Meeting a poet face-to-face also makes a considerable impact on the amount of interest I have in a certain book, or in that entire poet’s body of work. It definitely increases the amount of compassion I have for that poet, whether stemming from my admiration in their accomplishment (as in, “You worked really, really hard to get this manuscript of poems completed and ready for publication”) or my respect for their character (i.e., thought going through my head: “I don’t always understand or love your poems, but there are a few I really enjoy…either way, because you are such a kind and interesting human being, I like your poetry”). I won’t list their names here, lest they someday are inclined to google their name to see who is “blogging” about them. (Yeah, like they have time for that!)
Throughout my limited exposure and intermingling with writers (of both poetry and prose) at readings and/or workshops in Seattle and Spokane, here is a list of the most memorable… Sherman Alexie, Malena Mörling, Gerald Stern, Michael Van Walleghan, Rick Bass, Anne Lamott, Rita Dove, Dorianne Laux, Lief Enger.
I think writers (as a type of celebrity, as opposed to actor celebrities) are the most gracious and kind. Don’t you agree?
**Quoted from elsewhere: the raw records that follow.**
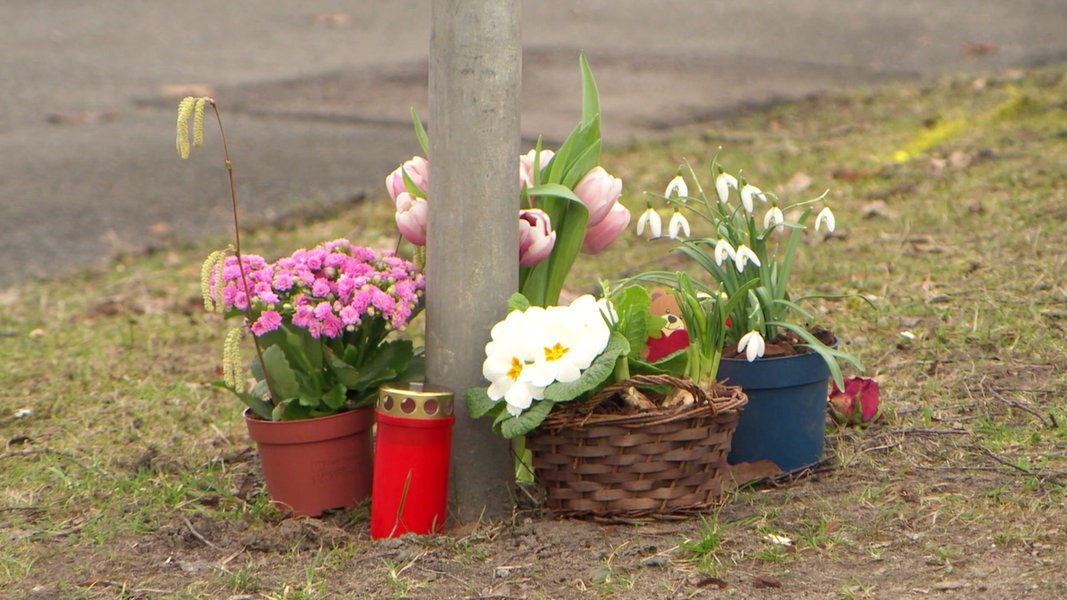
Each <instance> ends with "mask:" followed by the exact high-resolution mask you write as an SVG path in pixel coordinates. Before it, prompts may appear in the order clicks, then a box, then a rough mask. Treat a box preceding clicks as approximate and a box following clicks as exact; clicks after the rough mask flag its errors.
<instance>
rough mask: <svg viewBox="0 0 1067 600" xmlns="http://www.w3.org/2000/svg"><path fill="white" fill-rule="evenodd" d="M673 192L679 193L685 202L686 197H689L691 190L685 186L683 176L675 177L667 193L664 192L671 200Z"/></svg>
mask: <svg viewBox="0 0 1067 600" xmlns="http://www.w3.org/2000/svg"><path fill="white" fill-rule="evenodd" d="M672 192H678V198H679V199H680V200H682V202H685V199H686V196H688V195H689V188H688V186H686V185H685V179H683V178H682V176H681V175H675V176H674V178H673V179H671V180H670V183H669V184H667V191H665V192H664V196H665V198H670V196H671V193H672Z"/></svg>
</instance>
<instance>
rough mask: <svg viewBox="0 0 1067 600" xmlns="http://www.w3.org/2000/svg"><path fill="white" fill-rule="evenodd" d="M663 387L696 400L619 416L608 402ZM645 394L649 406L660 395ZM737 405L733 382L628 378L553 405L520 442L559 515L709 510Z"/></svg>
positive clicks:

I remember my response to a high school student who was questioning why I was making such a big deal (i.e., showing excitement) about Leif Enger reading in Seattle (author of Peace Like a River), and I responded: “He’s like the Tom Cruise of fiction.” Perhaps this was a slight mis-exaggeration, but my point at that time was that Enger’s book was incredible and therefore Enger was cool. His book was becoming more popular (this was fall of 2002), gaining interest from a broad range of literary readers, and I was trying to make a point to this particular 17-year-old that Writers are cool people, too—worthy of our attention…people who have achieved success; who impact our culture, cause us to think, contribute worthwhile substance to our lives.